No existe memoria que no sea una imagen: Philippe Dubois

En la conferencia magistral organizada por el IFAL, el teórico belga de la iconografía planteó cómo al observar una fotografía también nos vemos a nosotros mismos.

México

Se prepara la oscuridad en la sala para darle paso a los recuerdos… La memoria se puede ver como sistema complejo de información o la base más sólida de nuestra identidad. Ante la oscuridad comienza el ejercicio que nos ayuda a disfrutar del hecho estético basado en la memoria.

En medio de la penumbra comienza el viaje. Raymond Depardon es un fotógrafo y cineasta de la segunda mitad del siglo XX, quien ha hecho de sus recuerdos la mejor forma para hacernos conocer su trabajo. La memoria de donde se desprenden los recuerdos revela nuestra forma de entender al mundo.

Su infancia en la granja familiar de Villefranche-sur-Saône, sus primeras fotografías con la inocencia de los 12 años, su llegada solitaria a París durante la adolescencia, su lucha por conseguir un trabajo como fotógrafo, su búsqueda por la independencia, su instinto cinematográfico, sus padres, amigos, pérdidas, viajes, guerras.

Durante 56 minutos, Depardon se presenta a sí mismo, pasando una a una las imágenes que le dan sentido a su memoria, logrando una narrativa fotográfica que muestra los momentos que hasta entonces le daban sentido a su existencia. Eso son Les années déclic (Los años del clic) de 1984.

Este documental sirve de preámbulo para que Philippe Dubois, artista belga y teórico de la imagen haga sus reflexiones sobre “La imagen y la memoria” en el trabajo de algunos cine-fotógrafos. Depardon, aunque fuera más reconocido como fotógrafo de prensa, era un apasionado de la cinematografía.

Dubois es contundente: “No existe memoria que no sea una imagen”, por ello le interesa tanto que los artistas por analizar sean cineastas y fotógrafos profesionales que, en algún momento, hayan dejado sus testimonios sobre su trabajo dentro de estos dos oficios.

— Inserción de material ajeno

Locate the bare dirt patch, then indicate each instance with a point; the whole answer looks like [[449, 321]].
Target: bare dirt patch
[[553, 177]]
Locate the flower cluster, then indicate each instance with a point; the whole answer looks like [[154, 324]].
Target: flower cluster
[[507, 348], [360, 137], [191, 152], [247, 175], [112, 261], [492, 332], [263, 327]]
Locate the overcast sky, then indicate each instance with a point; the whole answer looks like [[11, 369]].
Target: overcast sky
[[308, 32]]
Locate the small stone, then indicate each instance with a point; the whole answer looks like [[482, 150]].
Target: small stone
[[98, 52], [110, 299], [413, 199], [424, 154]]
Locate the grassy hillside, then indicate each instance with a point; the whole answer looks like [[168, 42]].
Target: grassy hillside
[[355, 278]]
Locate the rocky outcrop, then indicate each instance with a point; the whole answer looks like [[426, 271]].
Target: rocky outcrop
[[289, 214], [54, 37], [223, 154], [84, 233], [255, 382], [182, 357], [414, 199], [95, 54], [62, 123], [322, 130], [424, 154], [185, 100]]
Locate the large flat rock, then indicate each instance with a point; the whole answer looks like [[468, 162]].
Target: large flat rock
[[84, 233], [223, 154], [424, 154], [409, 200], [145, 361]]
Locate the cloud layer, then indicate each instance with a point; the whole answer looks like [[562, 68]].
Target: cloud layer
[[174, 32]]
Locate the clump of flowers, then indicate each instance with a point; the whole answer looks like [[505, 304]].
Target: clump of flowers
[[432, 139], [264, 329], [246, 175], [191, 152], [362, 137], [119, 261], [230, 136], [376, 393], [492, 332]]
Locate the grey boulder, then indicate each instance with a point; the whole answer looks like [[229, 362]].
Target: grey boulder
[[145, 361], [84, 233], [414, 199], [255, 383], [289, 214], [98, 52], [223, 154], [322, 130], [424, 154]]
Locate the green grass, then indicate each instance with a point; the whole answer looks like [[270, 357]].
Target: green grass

La memoria de sí mismo es algo de profundo interés para este teórico radicado en Francia; ¿qué otra cosa podemos ver ante las imágenes que realizamos que no sea nuestra propia imagen? En su compendio de ensayos El acto fotográfico, de la representación a la recepción, ya se ve claramente el interés de Dubois por la memoria.

Los recuerdos disparados por una fotografía, ese instante en que se detiene el flujo del tiempo, ahí hay un ejercicio de identidad; en el momento en que la cámara guillotina el movimiento y nos deja una huella de los otros. Esos otros también somos nosotros.

Con el pasar nostálgico de las fotografías todos nos podemos identificar, encontrarnos en esas huellas del tiempo, desbordar nuestra fantasía, volver a ese momento, poseerlo de nuevo. Para Dubois las artes de la memoria son las mismas que utiliza la fotografía con su capacidad de síntesis, lo cual genera a su vez la palabra y el movimiento cinematográfico.

Y así, los asistentes a la conferencia magistral de Philippe Dubois invitado por el IFAL dentro de la programación de Le Cinema, a media luz vamos viajando por la memoria de distintos cine-fotógrafos pasando pequeños fragmentos de películas que hablan de su obra.

Cineastas interesados en el trabajo de diferentes fotógrafos como Agnes Varda, Chris Marker, Jean Austache y Susana de Sousa Dias que nos ayudan a comprender “el sujeto y el mundo como una realidad fragmentada”; narración fragmentada de su memoria personal.

Las reflexiones teórica-estéticas de Dubois sobre la mirada fotográfica son fundamentales para quienes buscan entender, desde otro lugar, el proceso histórico que ha traído consigo la disciplina desde sus primeros años: primero comprendida como espejo fiel de la realidad, después como una transformación de lo real a través de la selección y por último como una huella de esa realidad.

El hecho fotográfico atestigua nuestro interés por el mundo. El fotógrafo, como individuo insertado en una sociedad donde se entretejen signos y símbolos de manera heredada y regenerada, va dejando huellas de esa herencia y la apertura de un nuevo camino.

“Toda fotografía implica que haya, bien diferenciados uno del otro, el aquí del signo y el allí del referente. Se puede decir que la eficacia de la fotografía reside en el movimiento que va de este aquí a ese allí”. El nacimiento del arte, entre el signo y el objeto al que describe, como muestra indudable de haber estado allí.

Sin duda Dubois es un amante de la nemotecnia, de la búsqueda de estas pequeñas huellas que nos permiten ser nuestro propio Narciso, pues nos vemos en lo que miramos. Creemos ver al otro, pero es siempre una imagen de nosotros mismos.